Earlier today, after pulling many strings I considered myself very fortunate indeed to be granted last-minute immediate appointments to get the new electronic birth certificates that Trinidad now uses, in preparation for an unheard of appointment tomorrow at 8am to apply for the equally new ‘readable’ passport. So, I took my happy, somewhat-at-times spoiled ass down to the office, ignored all the stares that resulted from both my hair and special treatment and walked up to the window to handle what should have been routine at best business. Nope; this is Trinidad!
For the past forty-something-odd years, I have been (erroneously, it seems) celebrating my date of birth on November 18th. Today, thanks to the slip of someone’s hand, we will now have to move that date up a notch – yep ladies and gentlemen, I am now the holder of a brand-spanking-new electronic birth certificate saying that I entered this world on November 17th! WTF?! I shit you not! Never before have I ever encountered a conversation, seen any documentation that indicated there was ever any discrepancy associated with my date of birth! Oh… and it seems that the passport I currently hold, which could NOT have been issued without the birth certificate I have always used as proof of my existence and that my parents were actually mine, will not be sufficient to correct this error! Wow!

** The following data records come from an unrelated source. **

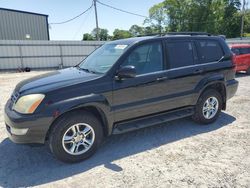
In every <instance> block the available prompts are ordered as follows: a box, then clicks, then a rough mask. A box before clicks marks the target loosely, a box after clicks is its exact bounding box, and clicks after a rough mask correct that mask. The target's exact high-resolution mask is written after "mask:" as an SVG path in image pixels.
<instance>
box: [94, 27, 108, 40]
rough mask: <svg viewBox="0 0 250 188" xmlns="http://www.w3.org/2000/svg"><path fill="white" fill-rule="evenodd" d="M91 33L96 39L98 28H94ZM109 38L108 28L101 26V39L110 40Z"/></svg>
mask: <svg viewBox="0 0 250 188" xmlns="http://www.w3.org/2000/svg"><path fill="white" fill-rule="evenodd" d="M91 35H92V36H93V38H94V39H95V40H96V39H97V28H95V29H93V30H92V32H91ZM108 38H109V35H108V30H107V29H102V28H99V39H100V40H101V41H106V40H108Z"/></svg>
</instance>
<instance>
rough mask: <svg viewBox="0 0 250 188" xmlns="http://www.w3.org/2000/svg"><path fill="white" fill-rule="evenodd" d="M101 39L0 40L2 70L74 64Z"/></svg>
mask: <svg viewBox="0 0 250 188" xmlns="http://www.w3.org/2000/svg"><path fill="white" fill-rule="evenodd" d="M102 44H104V42H101V41H74V42H73V41H14V40H0V70H2V71H3V70H10V69H20V68H25V67H31V68H37V69H38V68H58V67H61V66H62V67H70V66H74V65H76V64H77V63H79V62H80V61H81V60H83V59H84V58H85V57H86V56H87V55H89V54H90V53H91V52H92V51H93V50H95V49H96V48H98V47H99V46H101V45H102Z"/></svg>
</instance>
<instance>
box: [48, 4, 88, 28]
mask: <svg viewBox="0 0 250 188" xmlns="http://www.w3.org/2000/svg"><path fill="white" fill-rule="evenodd" d="M92 7H93V2H92V4H91V6H90V7H89V8H87V9H86V10H85V11H83V12H82V13H80V14H78V15H77V16H75V17H73V18H71V19H68V20H66V21H63V22H57V23H49V24H50V25H56V24H57V25H59V24H65V23H68V22H71V21H73V20H75V19H77V18H79V17H80V16H82V15H83V14H85V13H86V12H88V11H89V10H90V9H91V8H92Z"/></svg>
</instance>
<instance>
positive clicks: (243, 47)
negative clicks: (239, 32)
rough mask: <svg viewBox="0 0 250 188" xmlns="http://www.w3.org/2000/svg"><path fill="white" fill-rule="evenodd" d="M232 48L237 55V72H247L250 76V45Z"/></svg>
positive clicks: (236, 59)
mask: <svg viewBox="0 0 250 188" xmlns="http://www.w3.org/2000/svg"><path fill="white" fill-rule="evenodd" d="M230 48H231V50H232V52H233V53H234V54H235V63H236V72H240V71H246V73H247V74H249V75H250V44H232V45H230Z"/></svg>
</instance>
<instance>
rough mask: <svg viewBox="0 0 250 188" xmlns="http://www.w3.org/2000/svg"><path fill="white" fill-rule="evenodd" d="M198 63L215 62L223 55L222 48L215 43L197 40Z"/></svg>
mask: <svg viewBox="0 0 250 188" xmlns="http://www.w3.org/2000/svg"><path fill="white" fill-rule="evenodd" d="M197 47H198V52H199V59H200V63H209V62H215V61H218V60H220V59H221V57H222V56H223V55H224V52H223V51H222V48H221V46H220V44H219V42H217V41H212V40H199V41H197Z"/></svg>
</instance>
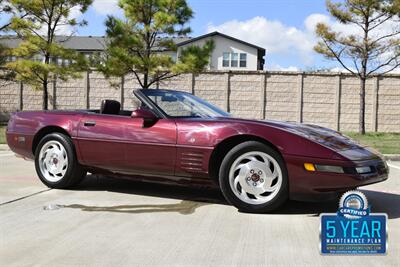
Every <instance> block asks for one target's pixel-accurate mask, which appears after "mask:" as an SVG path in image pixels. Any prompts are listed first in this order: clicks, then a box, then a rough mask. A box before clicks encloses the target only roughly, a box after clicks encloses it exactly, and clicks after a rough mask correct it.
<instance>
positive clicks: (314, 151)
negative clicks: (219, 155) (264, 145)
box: [176, 119, 335, 176]
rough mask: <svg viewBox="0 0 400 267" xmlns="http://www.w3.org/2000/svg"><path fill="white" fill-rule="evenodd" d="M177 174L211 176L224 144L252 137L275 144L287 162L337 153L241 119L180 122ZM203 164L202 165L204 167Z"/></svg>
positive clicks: (287, 132) (178, 135) (307, 141)
mask: <svg viewBox="0 0 400 267" xmlns="http://www.w3.org/2000/svg"><path fill="white" fill-rule="evenodd" d="M177 128H178V131H177V132H178V138H177V146H178V149H177V163H176V173H177V175H191V174H194V175H196V176H207V175H208V172H209V170H208V168H209V163H210V158H211V155H212V153H213V151H214V149H215V147H217V146H218V145H219V144H220V143H221V142H223V141H224V140H226V139H228V138H230V137H234V136H239V135H248V136H255V137H259V138H262V139H264V140H266V141H268V142H270V143H271V144H273V145H274V146H275V147H276V148H277V149H278V150H279V152H280V153H281V154H282V156H283V157H284V159H285V160H286V157H288V156H289V155H296V156H302V157H316V155H318V157H321V158H329V159H330V158H332V157H334V156H335V153H334V152H333V151H332V150H330V149H328V148H325V147H323V146H321V145H319V144H316V143H314V142H312V141H309V140H307V139H305V138H303V137H300V136H297V135H295V134H293V133H290V132H286V131H284V130H282V129H279V128H275V127H272V126H269V125H265V124H264V125H263V124H259V123H256V122H249V121H246V122H245V121H241V120H228V121H224V120H209V121H207V120H198V121H196V120H193V119H192V120H177ZM200 162H201V163H202V164H201V165H200Z"/></svg>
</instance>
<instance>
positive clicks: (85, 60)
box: [5, 0, 92, 110]
mask: <svg viewBox="0 0 400 267" xmlns="http://www.w3.org/2000/svg"><path fill="white" fill-rule="evenodd" d="M10 3H11V5H12V7H13V8H14V9H15V10H18V13H20V14H26V15H25V17H24V18H21V17H20V16H13V18H12V19H11V24H10V25H9V28H10V29H11V30H13V31H14V32H16V34H17V36H18V37H19V38H21V40H22V41H21V43H20V45H19V47H17V48H15V49H12V51H11V53H12V55H13V56H16V57H17V60H16V61H14V62H9V63H7V64H5V66H6V67H7V68H9V69H11V70H13V71H14V72H15V73H16V79H17V80H19V81H23V82H25V83H27V84H30V85H32V86H33V87H34V88H36V89H42V90H43V109H44V110H47V109H48V86H49V83H51V82H52V81H54V80H55V79H57V78H59V79H61V80H67V79H69V78H71V77H79V76H80V72H81V71H83V70H85V69H86V66H87V63H86V60H85V58H84V56H83V55H81V54H79V53H77V52H75V51H74V50H71V49H66V48H65V47H63V45H62V44H63V42H65V41H67V40H68V38H69V37H70V36H56V35H57V33H58V31H59V30H60V29H62V28H64V29H65V28H71V29H73V28H75V27H77V26H84V25H86V24H87V23H86V21H84V20H82V21H80V22H78V21H77V20H76V19H75V18H71V17H70V15H71V10H79V11H80V12H81V13H84V12H85V11H86V10H87V8H88V7H89V6H90V5H91V3H92V0H10ZM71 35H72V34H71ZM60 62H67V64H60Z"/></svg>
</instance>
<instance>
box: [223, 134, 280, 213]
mask: <svg viewBox="0 0 400 267" xmlns="http://www.w3.org/2000/svg"><path fill="white" fill-rule="evenodd" d="M219 182H220V186H221V190H222V193H223V194H224V196H225V198H226V199H227V200H228V201H229V202H230V203H231V204H233V205H234V206H236V207H237V208H238V209H239V210H241V211H245V212H256V213H261V212H269V211H272V210H275V209H277V208H278V207H279V206H281V205H282V204H283V203H284V202H285V201H286V200H287V198H288V175H287V170H286V165H285V163H284V161H283V159H282V157H281V155H280V154H279V153H278V152H277V151H275V150H274V149H272V148H271V147H269V146H266V145H265V144H263V143H260V142H255V141H248V142H244V143H241V144H239V145H237V146H236V147H234V148H233V149H232V150H231V151H229V152H228V154H227V155H226V156H225V158H224V160H223V161H222V164H221V168H220V173H219Z"/></svg>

So as I am now embroiled in this conundrum, I, for the first time, am faced with the reality that so many have encountered in varying degrees – having to prove or disprove an aspect of their reality – their history. As I sit with the frustration of having to put my hand on records that pre-date computers, I cannot help but to now acknowledge how victims of identity theft must feel. I highlight this example because for the first time, I too have to find a way to prove to someone/a nation/ a state that the truth of who I am and what I have, until now, taken for granted, is indeed accurate. I, like them, have to validate an existence and disprove someone else’s mistake.
Until today, I have never realized how important it is to me that everything, every.fucking.thing. that I know about myself, my history, my existence, is unsullied and protected! Every day of my life thus far, I have woken up knowing a few certainties about myself: (1) my name (not to be confused with the names I’ve been called in moments of anger, passion or envy, (2) my heritage – who my ‘people’ are, (3) my age – celebrated every year on the same date, (4) how and who I love, (5) how and who I serve. Certainties. This snafu, which some may consider minor or simply an irritant, has for me, brought to the forefront the ease with which our sense of ‘self’ can be affected.
So, I am now the proud owner of a birth certificate that bears the birth date of someone I do not know. To have it corrected to again reflect what I have lived for the past some-odd-years will take quite a bit of jumping through hoops; but jump I will. Protecting one’s identity, the components that one has either been born into or has assimilated along life’s journey, should never be trivialized. I want my date back! MY date! I was born on November 18th; and I will be damned if I allow some bureaucratic incompetence to strip me of that absolute!